Fiches mémo employeur et modèles de DUERP
Retrouvez nos fiches pratiques dédiées aux employeurs pour les aider sur leurs différentes obligations réglementaires. Nous en avons consacré une au DUERP et une autre au PAPRIPACT.
Des trames Excel et Word pour réaliser un DUERP sont également disponibles en ligne sur notre site internet. Retrouvez tous ces documents dans la rubrique « DUERP » de l’onglet Documentation.
Autres outils
- Outil d’évaluation des risques en ligne de l’Assurance Maladie et de l’INRS : OiRA
Cet outil gratuit guide les TPE/PME dans le diagnostic des risques et la rédaction du DUERP. Il permet de préparer l’évaluation, identifier et hiérarchiser les risques, proposer des mesures de prévention et éditer un document unique sur mesure.

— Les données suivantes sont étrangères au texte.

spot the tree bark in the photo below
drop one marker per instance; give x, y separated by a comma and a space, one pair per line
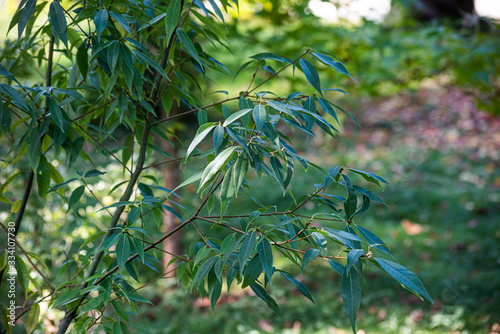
171, 177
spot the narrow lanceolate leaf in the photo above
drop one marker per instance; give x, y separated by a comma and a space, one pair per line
337, 65
75, 196
309, 255
246, 249
373, 240
172, 18
26, 14
351, 295
121, 20
17, 98
352, 258
122, 251
101, 21
202, 132
236, 116
43, 176
58, 20
218, 138
328, 108
370, 177
82, 58
262, 294
311, 75
33, 318
227, 187
259, 115
266, 257
216, 165
113, 53
351, 203
186, 41
404, 276
240, 170
299, 285
57, 113
204, 270
117, 205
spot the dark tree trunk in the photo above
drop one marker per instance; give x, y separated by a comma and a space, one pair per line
171, 177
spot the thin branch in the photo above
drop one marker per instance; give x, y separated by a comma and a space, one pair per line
104, 147
97, 199
31, 262
281, 70
24, 201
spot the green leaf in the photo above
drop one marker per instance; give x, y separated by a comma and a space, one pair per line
246, 249
82, 59
266, 256
337, 267
260, 116
193, 178
204, 270
236, 116
111, 240
62, 184
149, 61
352, 200
57, 113
352, 258
351, 295
122, 251
311, 75
67, 298
43, 176
216, 9
227, 186
101, 22
216, 165
370, 177
117, 205
252, 271
18, 100
26, 14
33, 318
120, 19
404, 276
94, 172
75, 197
240, 170
299, 285
218, 138
239, 139
262, 294
373, 240
328, 109
22, 275
202, 132
337, 65
184, 38
172, 18
308, 257
58, 20
113, 53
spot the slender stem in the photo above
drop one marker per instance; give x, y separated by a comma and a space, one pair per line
68, 318
24, 201
166, 119
104, 147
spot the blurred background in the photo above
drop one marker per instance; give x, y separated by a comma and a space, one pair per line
427, 97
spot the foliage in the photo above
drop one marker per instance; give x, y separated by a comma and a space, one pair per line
116, 74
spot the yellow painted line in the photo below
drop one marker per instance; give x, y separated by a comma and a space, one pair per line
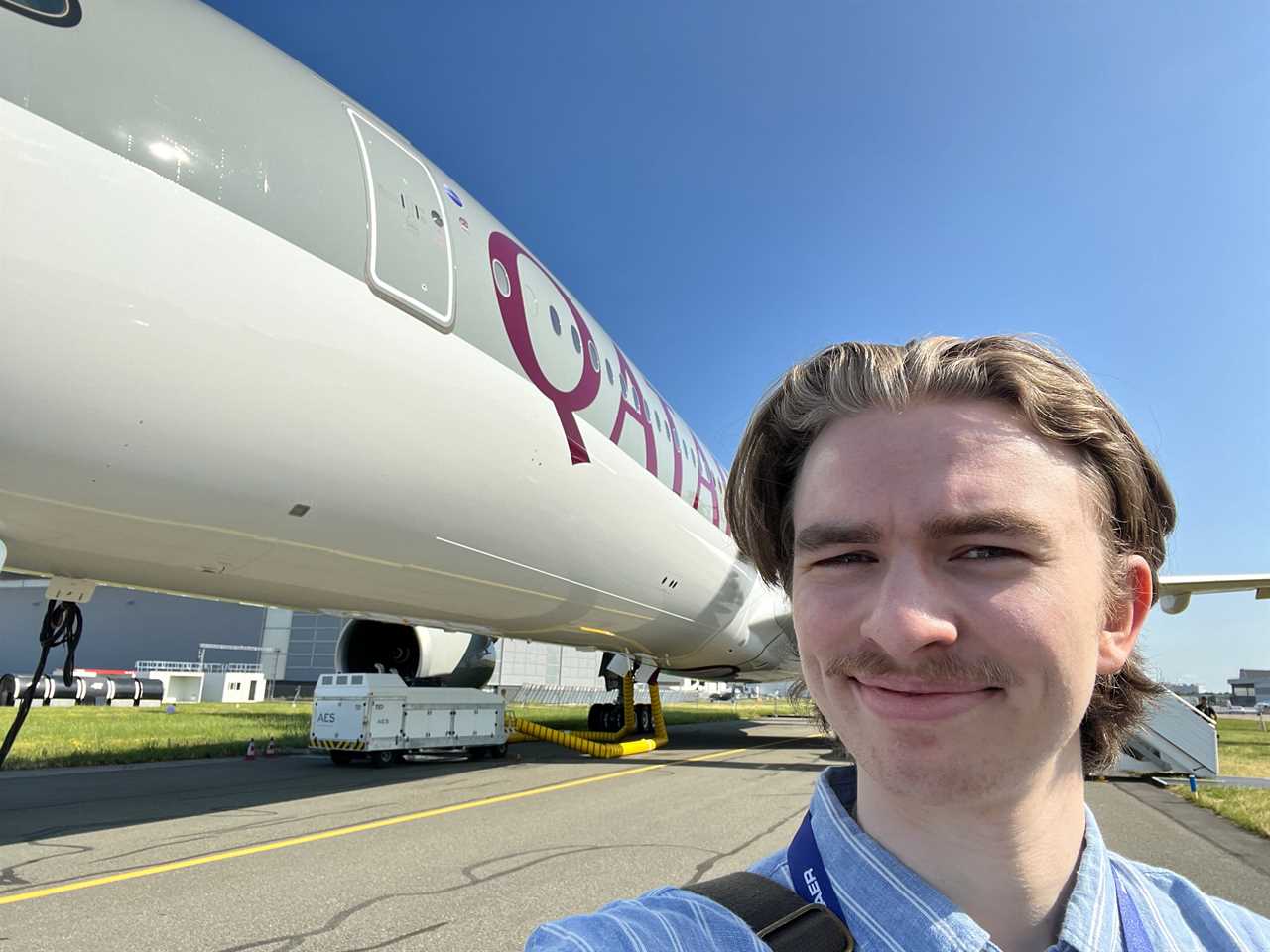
359, 828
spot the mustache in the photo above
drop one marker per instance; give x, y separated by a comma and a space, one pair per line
873, 662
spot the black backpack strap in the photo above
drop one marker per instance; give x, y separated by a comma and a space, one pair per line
779, 915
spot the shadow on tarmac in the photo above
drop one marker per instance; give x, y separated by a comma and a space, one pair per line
59, 802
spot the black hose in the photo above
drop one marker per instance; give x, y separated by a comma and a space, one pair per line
64, 624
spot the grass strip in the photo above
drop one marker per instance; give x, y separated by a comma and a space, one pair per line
1246, 806
79, 737
1242, 747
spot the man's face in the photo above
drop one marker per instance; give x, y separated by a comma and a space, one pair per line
948, 594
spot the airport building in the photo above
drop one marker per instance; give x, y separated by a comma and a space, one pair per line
123, 627
1250, 688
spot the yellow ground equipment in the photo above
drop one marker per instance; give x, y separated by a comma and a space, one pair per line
602, 744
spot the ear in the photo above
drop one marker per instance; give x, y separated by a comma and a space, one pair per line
1125, 617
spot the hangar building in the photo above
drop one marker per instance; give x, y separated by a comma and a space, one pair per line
122, 626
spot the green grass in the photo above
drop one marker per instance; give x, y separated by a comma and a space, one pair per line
1242, 748
72, 737
75, 737
1248, 807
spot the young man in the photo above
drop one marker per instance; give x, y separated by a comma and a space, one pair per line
969, 534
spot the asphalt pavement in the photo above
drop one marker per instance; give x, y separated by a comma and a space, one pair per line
296, 853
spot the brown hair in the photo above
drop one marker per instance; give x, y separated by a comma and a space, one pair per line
1052, 394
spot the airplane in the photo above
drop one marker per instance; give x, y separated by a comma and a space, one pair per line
259, 348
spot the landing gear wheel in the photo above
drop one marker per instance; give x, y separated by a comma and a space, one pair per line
612, 719
644, 719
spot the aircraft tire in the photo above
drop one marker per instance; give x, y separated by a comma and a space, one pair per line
612, 719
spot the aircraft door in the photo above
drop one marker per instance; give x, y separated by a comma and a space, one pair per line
409, 258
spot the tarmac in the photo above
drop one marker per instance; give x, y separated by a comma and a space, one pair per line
443, 853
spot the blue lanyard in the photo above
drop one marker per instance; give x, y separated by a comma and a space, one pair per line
1132, 930
807, 870
812, 883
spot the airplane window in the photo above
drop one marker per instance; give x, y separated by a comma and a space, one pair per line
502, 281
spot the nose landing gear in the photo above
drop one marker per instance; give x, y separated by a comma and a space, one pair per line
63, 625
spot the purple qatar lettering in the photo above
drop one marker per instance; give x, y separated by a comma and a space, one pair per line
677, 483
703, 471
516, 322
638, 412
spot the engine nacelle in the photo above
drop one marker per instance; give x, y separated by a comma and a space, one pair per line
422, 656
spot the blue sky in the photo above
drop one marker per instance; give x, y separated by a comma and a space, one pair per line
730, 185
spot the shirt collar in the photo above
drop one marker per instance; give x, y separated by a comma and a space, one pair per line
1092, 919
881, 896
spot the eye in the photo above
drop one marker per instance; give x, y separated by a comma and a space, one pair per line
848, 558
987, 552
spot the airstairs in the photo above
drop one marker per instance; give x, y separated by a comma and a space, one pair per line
1176, 739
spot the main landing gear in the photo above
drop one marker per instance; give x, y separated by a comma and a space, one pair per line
610, 725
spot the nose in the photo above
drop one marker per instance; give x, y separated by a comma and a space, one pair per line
908, 612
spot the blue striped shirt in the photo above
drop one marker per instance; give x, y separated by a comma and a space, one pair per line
892, 909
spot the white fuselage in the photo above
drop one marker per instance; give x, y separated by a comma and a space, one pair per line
176, 380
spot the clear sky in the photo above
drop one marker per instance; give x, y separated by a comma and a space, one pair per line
730, 185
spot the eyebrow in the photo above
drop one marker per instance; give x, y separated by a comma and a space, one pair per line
997, 522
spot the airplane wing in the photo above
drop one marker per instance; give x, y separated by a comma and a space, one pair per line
1175, 590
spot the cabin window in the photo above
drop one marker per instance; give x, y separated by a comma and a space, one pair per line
502, 280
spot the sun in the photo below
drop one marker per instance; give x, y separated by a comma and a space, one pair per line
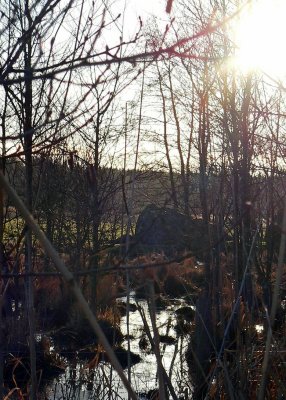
260, 38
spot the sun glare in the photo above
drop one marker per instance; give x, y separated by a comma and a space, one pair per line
260, 36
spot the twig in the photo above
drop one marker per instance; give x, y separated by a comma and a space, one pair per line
69, 278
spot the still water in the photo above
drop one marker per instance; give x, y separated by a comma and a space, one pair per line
102, 382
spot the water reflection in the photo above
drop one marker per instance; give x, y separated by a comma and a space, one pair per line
81, 383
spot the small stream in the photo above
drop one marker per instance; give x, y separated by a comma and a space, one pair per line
102, 382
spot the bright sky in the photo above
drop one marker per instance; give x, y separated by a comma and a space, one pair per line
260, 37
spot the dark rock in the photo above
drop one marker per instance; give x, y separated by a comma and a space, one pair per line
166, 339
186, 313
176, 287
122, 356
122, 307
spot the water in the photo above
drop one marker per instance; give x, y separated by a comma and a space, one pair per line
102, 382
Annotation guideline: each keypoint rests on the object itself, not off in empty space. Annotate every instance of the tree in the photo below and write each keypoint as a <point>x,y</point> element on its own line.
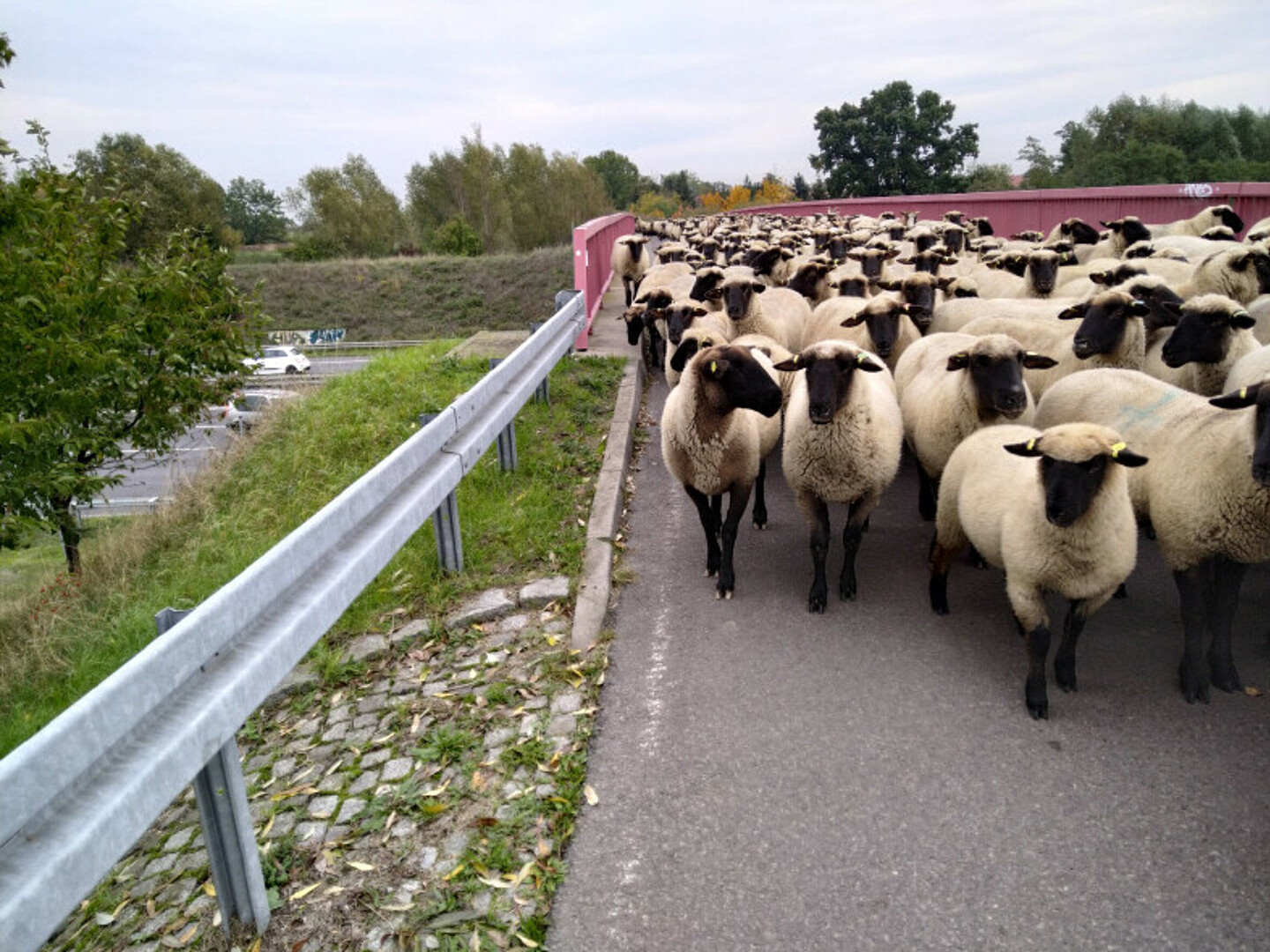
<point>254,211</point>
<point>892,144</point>
<point>619,175</point>
<point>990,178</point>
<point>168,192</point>
<point>104,351</point>
<point>346,211</point>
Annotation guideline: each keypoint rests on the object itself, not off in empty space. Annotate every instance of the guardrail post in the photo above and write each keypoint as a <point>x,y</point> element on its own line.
<point>227,822</point>
<point>505,435</point>
<point>444,524</point>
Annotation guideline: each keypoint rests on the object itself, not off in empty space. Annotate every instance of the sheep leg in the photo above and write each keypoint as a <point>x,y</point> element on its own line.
<point>759,512</point>
<point>940,562</point>
<point>1221,614</point>
<point>819,516</point>
<point>1034,688</point>
<point>1065,660</point>
<point>736,502</point>
<point>927,495</point>
<point>709,522</point>
<point>1194,588</point>
<point>857,521</point>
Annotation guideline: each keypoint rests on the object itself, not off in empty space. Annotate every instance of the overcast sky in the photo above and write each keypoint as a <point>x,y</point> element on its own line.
<point>270,89</point>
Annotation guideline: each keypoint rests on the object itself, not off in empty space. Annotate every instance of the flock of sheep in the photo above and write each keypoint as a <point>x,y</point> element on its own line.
<point>1056,391</point>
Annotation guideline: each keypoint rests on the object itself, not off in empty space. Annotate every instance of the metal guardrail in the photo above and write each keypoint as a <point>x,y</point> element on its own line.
<point>77,796</point>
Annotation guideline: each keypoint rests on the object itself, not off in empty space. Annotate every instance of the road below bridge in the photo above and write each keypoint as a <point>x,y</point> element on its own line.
<point>870,778</point>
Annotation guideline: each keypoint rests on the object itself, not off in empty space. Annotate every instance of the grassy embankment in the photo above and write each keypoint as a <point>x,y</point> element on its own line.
<point>516,525</point>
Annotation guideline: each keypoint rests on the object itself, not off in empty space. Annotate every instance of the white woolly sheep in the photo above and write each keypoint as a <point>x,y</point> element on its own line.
<point>1200,222</point>
<point>712,443</point>
<point>755,309</point>
<point>630,262</point>
<point>1110,334</point>
<point>1059,524</point>
<point>950,385</point>
<point>1212,334</point>
<point>1206,495</point>
<point>842,444</point>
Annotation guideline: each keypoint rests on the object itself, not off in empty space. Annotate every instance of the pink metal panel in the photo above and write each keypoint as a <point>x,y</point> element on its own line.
<point>1041,210</point>
<point>592,262</point>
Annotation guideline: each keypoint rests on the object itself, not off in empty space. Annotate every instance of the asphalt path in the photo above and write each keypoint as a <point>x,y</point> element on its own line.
<point>869,778</point>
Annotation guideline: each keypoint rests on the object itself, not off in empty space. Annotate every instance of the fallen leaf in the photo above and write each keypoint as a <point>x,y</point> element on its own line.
<point>300,894</point>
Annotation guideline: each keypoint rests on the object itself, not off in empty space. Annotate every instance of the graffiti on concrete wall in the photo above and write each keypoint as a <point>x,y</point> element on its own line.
<point>329,335</point>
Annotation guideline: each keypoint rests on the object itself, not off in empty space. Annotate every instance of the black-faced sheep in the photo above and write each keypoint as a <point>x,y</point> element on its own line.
<point>1212,334</point>
<point>952,385</point>
<point>1052,509</point>
<point>630,262</point>
<point>842,444</point>
<point>712,443</point>
<point>1206,495</point>
<point>1110,334</point>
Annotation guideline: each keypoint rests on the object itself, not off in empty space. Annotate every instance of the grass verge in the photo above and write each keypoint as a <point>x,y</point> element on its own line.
<point>516,525</point>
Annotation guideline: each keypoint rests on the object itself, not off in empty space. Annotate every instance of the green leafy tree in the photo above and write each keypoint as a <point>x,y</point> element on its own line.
<point>619,175</point>
<point>990,178</point>
<point>346,211</point>
<point>893,144</point>
<point>1143,143</point>
<point>167,190</point>
<point>104,352</point>
<point>254,211</point>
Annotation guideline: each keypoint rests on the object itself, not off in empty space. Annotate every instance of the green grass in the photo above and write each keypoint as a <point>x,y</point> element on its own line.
<point>514,525</point>
<point>409,299</point>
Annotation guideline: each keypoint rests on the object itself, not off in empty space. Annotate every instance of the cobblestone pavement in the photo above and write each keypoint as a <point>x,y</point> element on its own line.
<point>415,795</point>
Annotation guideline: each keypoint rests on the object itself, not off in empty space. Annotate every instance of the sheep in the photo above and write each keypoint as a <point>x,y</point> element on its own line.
<point>883,325</point>
<point>1206,495</point>
<point>1212,334</point>
<point>842,444</point>
<point>781,314</point>
<point>952,385</point>
<point>1200,222</point>
<point>1056,516</point>
<point>1251,368</point>
<point>1110,334</point>
<point>630,262</point>
<point>712,443</point>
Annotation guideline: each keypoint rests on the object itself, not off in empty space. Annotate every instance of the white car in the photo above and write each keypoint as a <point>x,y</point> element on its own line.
<point>245,409</point>
<point>279,358</point>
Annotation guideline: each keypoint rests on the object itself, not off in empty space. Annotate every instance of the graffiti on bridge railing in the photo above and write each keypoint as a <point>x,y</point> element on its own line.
<point>329,335</point>
<point>1200,190</point>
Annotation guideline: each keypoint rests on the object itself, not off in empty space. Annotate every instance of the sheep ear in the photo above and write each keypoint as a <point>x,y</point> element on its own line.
<point>1038,362</point>
<point>1237,400</point>
<point>1124,456</point>
<point>1027,449</point>
<point>1243,320</point>
<point>683,354</point>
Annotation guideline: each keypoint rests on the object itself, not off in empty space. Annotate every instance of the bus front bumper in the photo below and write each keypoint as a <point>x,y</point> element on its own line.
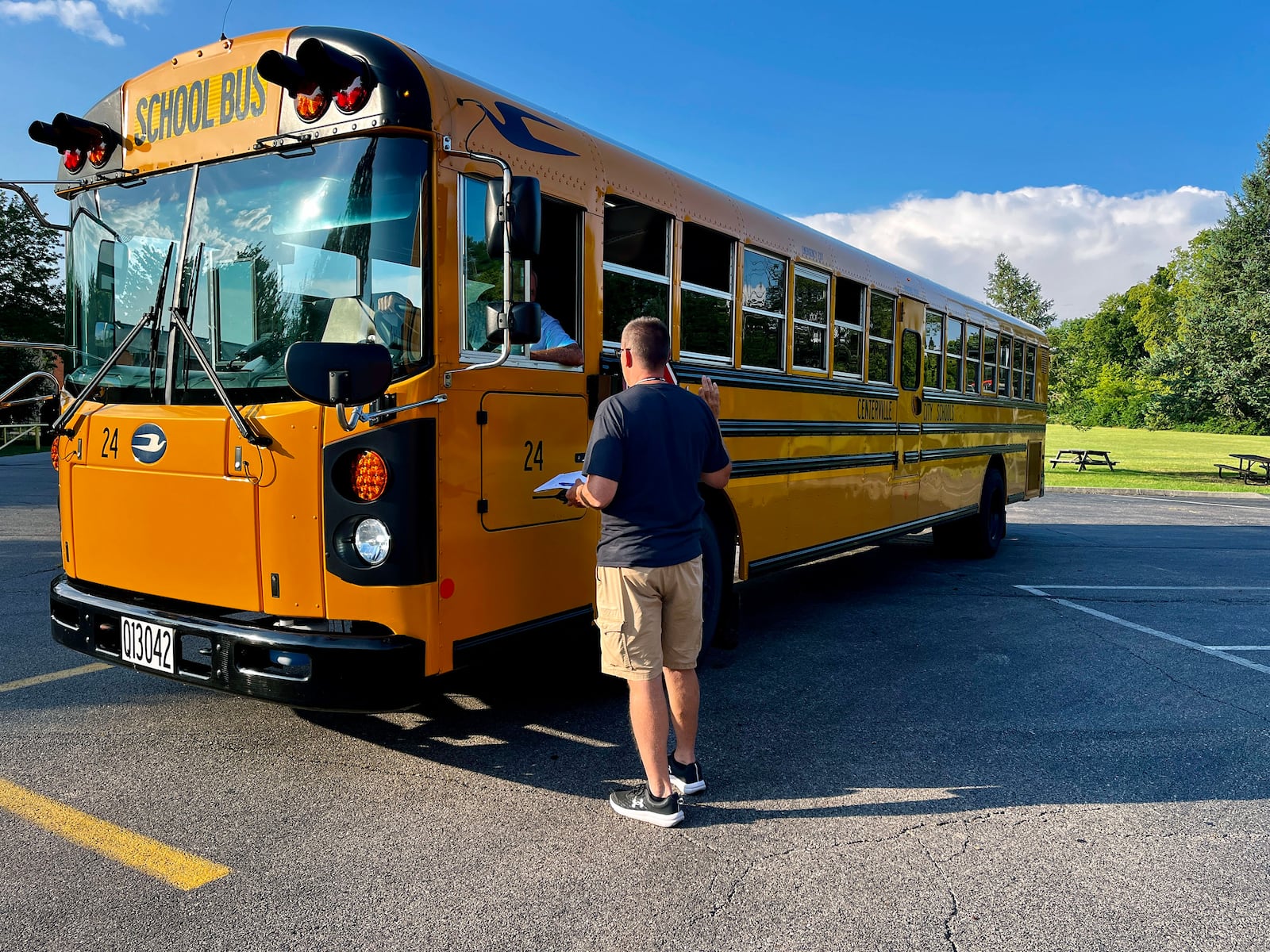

Voie la présentation d’OiRA.
- Fiche pratique Service-Public
La Direction de l’information légale et administrative (Service‑Public) explique en détail ce qu’est le DUERP. La fiche récapitule les obligations légales, la conservation du document et les sanctions en cas de manquement. Voir la fiche.
L’ESSENTIEL À RETENIR
Le DUERP constitue le socle de la démarche de prévention d’une entreprise. Les risques identifiés sont classés par unité de travail et complétés par un programme annuel de prévention des risques professionnels et d'amélioration des conditions de travail (PAPRIPACT) visant à les réduire. Pour être en conformité, un DUERP doit :
- Inventorier les risques auxquels les équipes sont exposées, analyser leur gravité et leur fréquence ;
- Être mis à jour au moins une fois par an dans les entreprises de plus de 11 salariés ou, quelle que soit la taille de l'entreprise, lors d’un aménagement important modifiant les conditions de travail;
- Être conservé 40 ans et accessible aux salariés, anciens salariés, membres du CSE, service de prévention et de santé au travail interentreprise (SPSTI), inspection du travail et autres acteurs mentionnés par la loi;
- Respecter le cadre réglementaire : articles R4121‑1 à R4121‑4 du Code du travail.
Ne passez pas à côté de cet outil de prévention indispensable ! N’hésitez pas à en parler avec votre médecin du travail ou votre infirmier(e) en santé au travail.